The Ruby Dice
- Author: Catherine Asaro
- Language: English
- Series: Saga of the Skolian Empire
- Genre: Science fiction novel
- Publisher: Baen
- Publication date: 2009
- Publication place: United States
- Media type: Print (hardback & paperback)
- Pages: 400 pp
- ISBN: 1-4165-5514-5
- Preceded by: The Final Key
- Followed by: Diamond Star

= The Ruby Dice =

2009 novel by Catherine Asaro

The Ruby Dice is a 2009 science fiction novel. Written by Catherine Asaro, the book wraps up many of the events of Saga of the Skolian Empire.

Two men, two empires. Jaibriol III rules the Eubian Concord: over two trillion people across more than a thousand worlds and habitats. Kelric rules the Skolian Imperialate. Ten years ago, Jaibriol lost his parents in the final battle of the Radiance War between the Concord and the Imperialate. Now war again threatens to devastate vast swathes of the galaxy.

Neither Jaibriol nor Kelric want war, but neither is complete master of his realm. And each hides a secret that, if revealed, might be his downfall. Unbeknownst to most of his people, Jaibriol is a Rhon psion with telepathic abilities. Psions are treated as slaves by the Traders in the Eubian Concord—slaves tortured for the pleasure of their owners.

Kelric hides the truth about his whereabouts for nearly two decades during the war. He had been a prisoner and slave on the planet Coba, part of neither empire, until he managed to escape. If the Skolian Imperialate knew of his captivity, demands for vengeance would ravage Coba, killing the wife and children Kelric left behind when he escaped.

Neither man knows how much longer he can keep his secret—nor how much longer they can hold back the impending war and an even greater threat that could destroy hundreds of inhabited worlds.

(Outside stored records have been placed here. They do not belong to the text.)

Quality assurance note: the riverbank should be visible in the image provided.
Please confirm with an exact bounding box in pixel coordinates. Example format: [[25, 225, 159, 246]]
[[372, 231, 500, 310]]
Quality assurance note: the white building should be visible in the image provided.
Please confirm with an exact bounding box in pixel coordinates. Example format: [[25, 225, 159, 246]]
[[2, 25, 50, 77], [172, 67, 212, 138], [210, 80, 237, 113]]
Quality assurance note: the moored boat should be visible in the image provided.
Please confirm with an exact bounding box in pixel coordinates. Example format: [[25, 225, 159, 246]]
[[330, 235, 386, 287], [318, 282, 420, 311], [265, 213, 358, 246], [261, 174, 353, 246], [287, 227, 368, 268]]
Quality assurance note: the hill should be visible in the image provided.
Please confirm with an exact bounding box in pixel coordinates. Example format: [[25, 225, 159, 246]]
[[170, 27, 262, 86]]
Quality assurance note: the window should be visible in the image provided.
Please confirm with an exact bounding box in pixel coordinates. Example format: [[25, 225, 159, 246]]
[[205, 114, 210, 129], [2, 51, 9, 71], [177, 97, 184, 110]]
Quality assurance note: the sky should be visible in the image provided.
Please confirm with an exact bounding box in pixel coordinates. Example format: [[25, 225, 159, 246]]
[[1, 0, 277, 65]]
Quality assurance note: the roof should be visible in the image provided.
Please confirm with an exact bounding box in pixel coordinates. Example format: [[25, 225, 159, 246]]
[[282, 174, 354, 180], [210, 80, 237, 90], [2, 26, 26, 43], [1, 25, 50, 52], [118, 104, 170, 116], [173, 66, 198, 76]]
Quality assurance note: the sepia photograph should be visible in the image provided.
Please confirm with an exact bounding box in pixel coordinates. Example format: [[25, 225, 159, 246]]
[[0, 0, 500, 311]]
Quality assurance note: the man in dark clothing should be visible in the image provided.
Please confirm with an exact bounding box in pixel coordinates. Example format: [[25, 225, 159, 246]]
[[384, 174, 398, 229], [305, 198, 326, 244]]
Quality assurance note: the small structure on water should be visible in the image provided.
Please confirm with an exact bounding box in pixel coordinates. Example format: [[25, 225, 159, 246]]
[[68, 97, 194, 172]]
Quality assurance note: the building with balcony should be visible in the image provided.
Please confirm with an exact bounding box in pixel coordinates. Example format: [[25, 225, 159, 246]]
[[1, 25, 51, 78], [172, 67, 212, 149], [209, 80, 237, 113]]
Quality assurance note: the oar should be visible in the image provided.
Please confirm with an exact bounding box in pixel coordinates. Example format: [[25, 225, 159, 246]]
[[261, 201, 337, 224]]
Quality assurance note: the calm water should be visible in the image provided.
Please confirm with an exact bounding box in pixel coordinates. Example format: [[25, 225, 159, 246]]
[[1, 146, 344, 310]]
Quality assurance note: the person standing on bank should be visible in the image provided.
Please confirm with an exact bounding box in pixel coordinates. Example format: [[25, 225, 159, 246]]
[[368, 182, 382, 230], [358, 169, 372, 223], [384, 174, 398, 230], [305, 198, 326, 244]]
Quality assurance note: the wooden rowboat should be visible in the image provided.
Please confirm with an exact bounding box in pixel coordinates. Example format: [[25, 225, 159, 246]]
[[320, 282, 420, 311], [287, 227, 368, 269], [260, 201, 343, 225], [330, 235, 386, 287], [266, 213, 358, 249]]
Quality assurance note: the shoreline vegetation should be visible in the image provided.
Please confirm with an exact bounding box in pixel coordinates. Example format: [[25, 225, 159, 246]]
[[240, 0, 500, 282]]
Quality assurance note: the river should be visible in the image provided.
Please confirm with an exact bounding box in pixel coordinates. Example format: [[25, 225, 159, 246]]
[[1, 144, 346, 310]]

The latest adventure in the Skolian Empire series.

==Plot==
Throughout the novel, the peace is contested and then established between the Skolians and the Eubian Trader Empire. Imperator Kelric Skolia, military leader of the Skolian Empire, is reunited with his children, Rohka Miesa Varz Skolia (daughter of Kelricson Valdoria and Savina Miesa) and Jimorla Haka (son of Kelricson Valdoria and Rashiva Haka), and his wife Ixpar Karn.

Imperator Kelric Skolia finds out about Emperor Jaibriol III's parentage during a meeting on Earth. He also discovers that Jaibriol III became an unspecified Key and a member of the Triad.

Kelric and Jaibriol (Jai) decide to meet on Earth in person. Kelric suspects that Jai might be a psion, but he cannot be certain unless Kelric sees him in person. Their last meeting happened almost ten years ago at the Lock that was captured by the Traders, when Kelric took on the title of the Imperator, becoming "Military Key" (see Ascendant Sun). An attempt on Kelric's life occurs, killing all of his and Jai's bodyguards. While they are stranded in the Appalachian Mountains, Kelric teaches Jai Quis, the dice game that Kelric learned on Coba during his eighteen years of living there, by linking their minds. The two leaders also sign a peace treaty that would change the fates of their empires forever.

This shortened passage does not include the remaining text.